En haut du mât de la Croix, ce n’est plus un serpent d’airain que nous contemplons mais le Fils de Dieu qui s’est livré pour nous dans une passion, qui passa certes par la souffrance, mais une passion d’amour. Le christianisme est bien la religion de l’amour. Et cela, nous le contemplons dans le cœur transpercé de Jésus qui est comme un livre ouvert où se lit le message d’amour d’un Dieu qui se révèle en se livrant sans réserve. Voilà le centre de notre foi : croire en Jésus, Fils de Dieu, qui m’a aimé et s’est livré par amour pour moi.

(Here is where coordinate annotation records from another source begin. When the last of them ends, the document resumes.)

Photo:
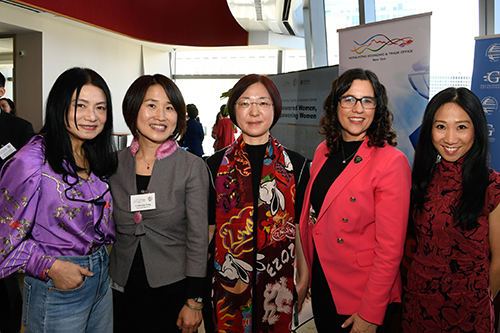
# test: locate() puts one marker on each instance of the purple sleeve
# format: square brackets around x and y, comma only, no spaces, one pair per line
[20,190]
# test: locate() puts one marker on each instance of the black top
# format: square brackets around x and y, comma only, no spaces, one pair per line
[332,168]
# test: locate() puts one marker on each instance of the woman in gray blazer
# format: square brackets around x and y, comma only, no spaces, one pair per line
[160,193]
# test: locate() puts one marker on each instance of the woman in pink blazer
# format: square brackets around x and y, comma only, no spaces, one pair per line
[355,214]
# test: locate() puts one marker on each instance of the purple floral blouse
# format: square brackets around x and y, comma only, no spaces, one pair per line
[42,216]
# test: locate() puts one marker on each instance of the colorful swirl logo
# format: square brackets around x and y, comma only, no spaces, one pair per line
[377,42]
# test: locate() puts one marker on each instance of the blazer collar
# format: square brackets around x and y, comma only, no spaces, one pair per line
[358,163]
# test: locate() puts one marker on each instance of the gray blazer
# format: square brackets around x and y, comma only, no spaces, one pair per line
[174,236]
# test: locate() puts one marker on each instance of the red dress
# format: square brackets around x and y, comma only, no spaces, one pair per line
[448,287]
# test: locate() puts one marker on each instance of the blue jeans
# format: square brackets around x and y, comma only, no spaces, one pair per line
[88,308]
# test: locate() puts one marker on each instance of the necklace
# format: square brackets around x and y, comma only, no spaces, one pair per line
[343,155]
[148,163]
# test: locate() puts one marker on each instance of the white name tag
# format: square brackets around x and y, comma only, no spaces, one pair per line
[140,202]
[6,151]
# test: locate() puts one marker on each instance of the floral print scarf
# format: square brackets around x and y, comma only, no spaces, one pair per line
[253,277]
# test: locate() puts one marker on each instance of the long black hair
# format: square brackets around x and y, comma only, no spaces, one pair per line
[475,171]
[58,149]
[380,131]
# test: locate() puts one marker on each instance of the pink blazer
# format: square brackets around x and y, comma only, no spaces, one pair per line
[360,231]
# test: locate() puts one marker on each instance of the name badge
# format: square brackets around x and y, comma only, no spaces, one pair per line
[6,151]
[140,202]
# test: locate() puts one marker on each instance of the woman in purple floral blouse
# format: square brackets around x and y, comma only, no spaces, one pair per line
[56,210]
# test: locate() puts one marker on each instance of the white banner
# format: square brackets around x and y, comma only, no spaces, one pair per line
[398,52]
[302,94]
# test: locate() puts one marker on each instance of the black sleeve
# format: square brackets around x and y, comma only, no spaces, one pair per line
[301,175]
[27,133]
[213,163]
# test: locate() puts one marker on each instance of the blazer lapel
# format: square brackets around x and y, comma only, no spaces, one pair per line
[357,164]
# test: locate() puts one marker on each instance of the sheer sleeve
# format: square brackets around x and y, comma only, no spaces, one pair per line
[20,189]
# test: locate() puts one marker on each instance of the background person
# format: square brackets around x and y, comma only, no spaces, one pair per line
[8,106]
[56,210]
[455,273]
[255,202]
[194,135]
[353,224]
[215,127]
[225,130]
[14,133]
[158,263]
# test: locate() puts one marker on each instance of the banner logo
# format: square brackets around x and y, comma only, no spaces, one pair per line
[493,52]
[377,42]
[490,104]
[492,77]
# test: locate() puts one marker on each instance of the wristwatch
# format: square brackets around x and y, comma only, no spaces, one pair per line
[197,299]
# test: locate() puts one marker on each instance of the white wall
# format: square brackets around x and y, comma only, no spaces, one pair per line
[66,44]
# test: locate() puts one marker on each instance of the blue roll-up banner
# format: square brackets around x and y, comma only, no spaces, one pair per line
[486,85]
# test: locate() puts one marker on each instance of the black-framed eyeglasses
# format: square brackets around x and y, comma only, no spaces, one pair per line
[260,104]
[349,102]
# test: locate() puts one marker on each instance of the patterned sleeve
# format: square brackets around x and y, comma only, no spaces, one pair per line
[493,192]
[20,189]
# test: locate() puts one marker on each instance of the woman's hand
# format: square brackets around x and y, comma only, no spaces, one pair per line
[66,275]
[189,320]
[359,324]
[302,294]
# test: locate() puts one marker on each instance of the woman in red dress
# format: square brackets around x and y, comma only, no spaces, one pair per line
[455,274]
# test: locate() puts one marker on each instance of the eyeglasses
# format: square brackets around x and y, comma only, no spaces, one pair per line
[349,102]
[264,105]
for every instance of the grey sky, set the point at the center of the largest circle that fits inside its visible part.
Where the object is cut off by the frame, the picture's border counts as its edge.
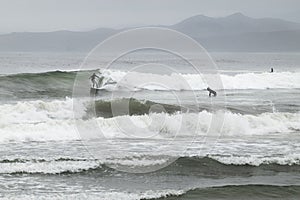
(49, 15)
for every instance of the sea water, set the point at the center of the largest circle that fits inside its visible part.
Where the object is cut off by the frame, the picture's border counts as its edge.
(160, 148)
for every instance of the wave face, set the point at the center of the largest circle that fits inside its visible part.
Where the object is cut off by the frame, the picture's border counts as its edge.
(209, 166)
(60, 84)
(197, 82)
(54, 120)
(235, 192)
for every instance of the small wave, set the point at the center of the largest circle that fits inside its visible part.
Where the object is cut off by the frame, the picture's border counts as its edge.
(128, 80)
(191, 166)
(60, 83)
(253, 191)
(54, 120)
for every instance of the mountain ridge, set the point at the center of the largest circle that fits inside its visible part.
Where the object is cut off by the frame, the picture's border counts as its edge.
(235, 32)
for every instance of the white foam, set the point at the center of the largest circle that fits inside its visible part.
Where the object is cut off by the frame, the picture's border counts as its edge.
(43, 121)
(175, 81)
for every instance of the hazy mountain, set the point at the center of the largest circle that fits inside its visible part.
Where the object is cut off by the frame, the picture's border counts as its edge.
(202, 26)
(232, 33)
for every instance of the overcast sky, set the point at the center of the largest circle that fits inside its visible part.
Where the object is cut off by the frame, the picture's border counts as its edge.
(50, 15)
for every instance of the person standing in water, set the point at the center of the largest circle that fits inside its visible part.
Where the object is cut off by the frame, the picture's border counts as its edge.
(94, 78)
(211, 92)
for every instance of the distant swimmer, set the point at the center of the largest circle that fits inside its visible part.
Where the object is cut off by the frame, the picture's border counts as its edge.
(93, 78)
(211, 92)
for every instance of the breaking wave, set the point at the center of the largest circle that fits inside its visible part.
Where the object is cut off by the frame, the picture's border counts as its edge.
(54, 120)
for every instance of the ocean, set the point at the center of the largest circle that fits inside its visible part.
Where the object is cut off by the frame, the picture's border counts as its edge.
(242, 144)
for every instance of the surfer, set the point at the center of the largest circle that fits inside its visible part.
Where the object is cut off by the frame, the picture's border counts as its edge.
(211, 92)
(93, 79)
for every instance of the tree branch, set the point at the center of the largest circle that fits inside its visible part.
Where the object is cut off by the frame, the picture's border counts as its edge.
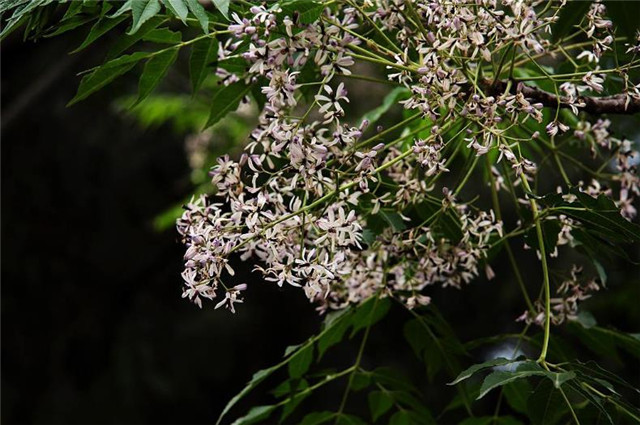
(594, 105)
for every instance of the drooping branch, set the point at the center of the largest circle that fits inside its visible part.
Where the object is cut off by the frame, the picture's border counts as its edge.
(615, 104)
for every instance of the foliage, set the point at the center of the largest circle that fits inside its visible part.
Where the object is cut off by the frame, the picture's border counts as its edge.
(359, 223)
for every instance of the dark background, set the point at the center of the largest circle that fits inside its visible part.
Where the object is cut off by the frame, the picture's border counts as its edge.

Telle est l’Alliance nouvelle et éternelle entre Dieu et les hommes : « Dieu a tant aimé le monde qu’il a donné son Fils unique, pour que tout homme qui croit en lui ne périsse pas mais ait la vie éternelle ». A cette initiative déconcertante du Père, nous ne pouvons répondre que par l’humble accueil, dans la foi, du salut qu’il nous offre en son Fils. Croire signifie ici tout miser sur « le Christ Jésus ; lui qui, bien qu’étant de condition divine, a néanmoins voulu subir la mort sur la Croix pour nous obtenir la vie éternelle » ; contempler, avec Marie et Jean, le poids d’amour qui se révèle en celui qui « s’est abaissé lui-même en devenant obéissant jusqu’à mourir et à mourir sur une croix » (1ère lecture) ; se laisser illuminer par l’Esprit, jailli des lèvres du Crucifié, et discerner la gloire qui resplendit sur son visage défiguré ; recueillir dans les vases d’argile que nous sommes l’eau et le sang jaillis de son côté ouvert.

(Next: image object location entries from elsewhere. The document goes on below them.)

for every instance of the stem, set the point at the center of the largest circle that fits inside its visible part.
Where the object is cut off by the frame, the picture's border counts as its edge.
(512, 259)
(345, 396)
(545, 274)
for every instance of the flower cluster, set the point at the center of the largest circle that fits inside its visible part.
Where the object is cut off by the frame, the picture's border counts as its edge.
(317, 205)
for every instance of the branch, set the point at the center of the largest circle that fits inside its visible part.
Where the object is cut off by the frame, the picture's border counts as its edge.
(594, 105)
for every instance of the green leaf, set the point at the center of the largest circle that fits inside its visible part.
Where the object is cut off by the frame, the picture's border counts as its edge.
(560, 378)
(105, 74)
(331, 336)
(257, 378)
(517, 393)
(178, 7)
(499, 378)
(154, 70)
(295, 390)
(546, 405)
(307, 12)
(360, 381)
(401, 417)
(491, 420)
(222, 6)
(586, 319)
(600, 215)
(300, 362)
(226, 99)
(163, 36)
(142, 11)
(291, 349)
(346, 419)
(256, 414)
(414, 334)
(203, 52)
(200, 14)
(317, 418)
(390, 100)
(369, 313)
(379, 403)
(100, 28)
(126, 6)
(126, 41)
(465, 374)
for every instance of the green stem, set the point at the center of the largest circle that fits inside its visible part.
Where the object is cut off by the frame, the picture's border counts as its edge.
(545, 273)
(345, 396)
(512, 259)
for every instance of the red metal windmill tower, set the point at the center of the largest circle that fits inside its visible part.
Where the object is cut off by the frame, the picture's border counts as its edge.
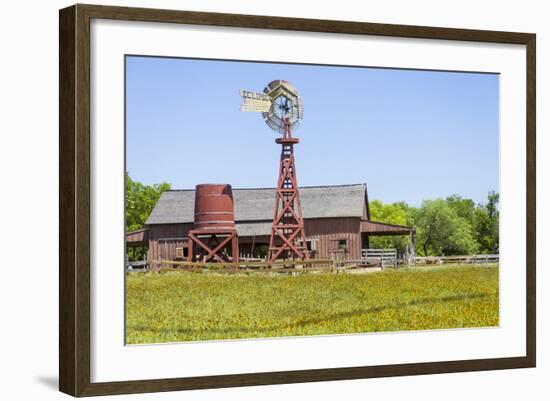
(287, 231)
(282, 110)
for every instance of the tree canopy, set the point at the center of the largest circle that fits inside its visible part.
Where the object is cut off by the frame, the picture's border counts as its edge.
(140, 201)
(450, 226)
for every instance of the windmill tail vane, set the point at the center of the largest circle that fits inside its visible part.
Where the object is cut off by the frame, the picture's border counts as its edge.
(254, 101)
(282, 110)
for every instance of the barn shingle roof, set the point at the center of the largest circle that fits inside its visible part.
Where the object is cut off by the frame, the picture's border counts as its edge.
(257, 204)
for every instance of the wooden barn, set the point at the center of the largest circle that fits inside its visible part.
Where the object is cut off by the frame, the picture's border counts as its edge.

Dans la blessure du cœur de Jésus nous trouvons bien plus que la simple guérison issue du serpent d’airain. Dans le désert de nos vies, lorsque nous regardons cette blessure d’amour du Crucifié, nous y puisons le salut, la transfiguration totale de nos existences marquées par les souffrances et le péché, la Vie éternelle : « De même que le serpent de bronze fut élevé par Moïse dans le désert, ainsi faut-il que le Fils de l’homme soit élevé, afin que tout homme qui croit obtienne par lui la vie éternelle. Car Dieu a tant aimé le monde qu’il a donné son Fils unique : ainsi tout homme qui croit en lui ne périra pas, mais il obtiendra la vie éternelle. Car Dieu a envoyé son Fils dans le monde, non pas pour juger le monde, mais pour que, par lui, le monde soit sauvé ».
Père, à chaque Eucharistie, tu renouvelles pour nous le même et unique mystère : Dans l’Esprit, tu te donnes totalement en ton Fils bien-aimé. Ranime notre foi, notre espérance et notre charité, pour que nous ne laissions perdre aucune des grâces dont tu veux nous combler. Qu’après avoir cueilli le fruit de la vie sur l’Arbre de la Croix, nous soyons conduits à la gloire de la résurrection par ce même Jésus-Christ, notre Seigneur.